Kasher laughs when asked about writing songs. “I try to be aware of redundancy,” he says. “So I do kind of have a running tally in my head of, ‘How long has it been since you really attacked the self-reflexive nature of songwriting?’”

The angst of intimate relationships is mostly absent from the new Cursive record, but longtime fans are sure to hear a favorite or two from the band’s 2000 divorce-themed LP, Domestica, on the upcoming tour. In 2023, the band did a full-on throwback Domestica tour playing the album front-to-back (Denverites may have caught the show at the Bluebird Theater that spring).

“It’s a thrill,” Kasher says of playing his 25-year-old songs to appreciative audiences. “I still feel the need to convince people of that. There tends to be a dubious attitude about whether this is really what artists want to do or not. I wouldn’t be as comfortable doing album nostalgia plays like that if we weren’t continuing to hurtle forward with other ideas.”

He adds, “If somebody in 2000 could have said, ‘Hey, what if I tell you that people would want to hear this album in its entirety from front to back in the 2020s?’ I just would have been totally gobsmacked, like, ‘Can we fast-forward to 2020 right now?’”
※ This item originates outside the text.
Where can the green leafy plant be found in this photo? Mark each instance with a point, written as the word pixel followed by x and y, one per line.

But Devourer is the band’s current focus as the tour launches in Fort Collins at the Aggie Theater on January 30, with the show at the Gothic the following night. Pile is the opener.

Cursive’s core has always been Kasher, guitarist/vocalist Ted Stevens, and bassist Matt Maginn, but the band is a seven-piece these days, replete with synths and cello (cello has been a hallmark stretching back to the 2001 EP Burst and Bloom).
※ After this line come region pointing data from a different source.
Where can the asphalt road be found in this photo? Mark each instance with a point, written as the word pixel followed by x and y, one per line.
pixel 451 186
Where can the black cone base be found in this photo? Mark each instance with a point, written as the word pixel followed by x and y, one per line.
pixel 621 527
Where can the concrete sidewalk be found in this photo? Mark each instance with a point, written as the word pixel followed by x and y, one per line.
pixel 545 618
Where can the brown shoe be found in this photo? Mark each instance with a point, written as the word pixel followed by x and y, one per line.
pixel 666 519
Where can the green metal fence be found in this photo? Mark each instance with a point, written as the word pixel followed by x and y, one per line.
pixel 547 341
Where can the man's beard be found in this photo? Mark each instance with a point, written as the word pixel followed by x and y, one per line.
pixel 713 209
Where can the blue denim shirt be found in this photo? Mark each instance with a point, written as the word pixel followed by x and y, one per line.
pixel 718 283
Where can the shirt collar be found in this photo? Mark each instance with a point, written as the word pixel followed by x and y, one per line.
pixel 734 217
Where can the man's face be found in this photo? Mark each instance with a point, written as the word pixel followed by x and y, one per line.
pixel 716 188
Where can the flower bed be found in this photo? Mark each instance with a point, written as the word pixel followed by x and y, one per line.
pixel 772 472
Sonically, Devourer is a more eclectic tapestry of songs than Cursive’s last two albums, 2018’s Vitriola and 2019’s Get Fixed, which were both heavier across the board. During the pandemic, Kasher listened to his entire catalogue (“I’m not really a Cursive listener,” he points out), and Devourer resulted.

“I think I had lost a little bit of scope of what Cursive is, grand in the larger sense,” Kasher says, “and subconsciously I want to align the catalog a bit more.”

Cursive, 9 p.m. Friday, January 31, Gothic Theatre, 3263 South Broadway, Englewood. Pile opens. Tickets are $41.45.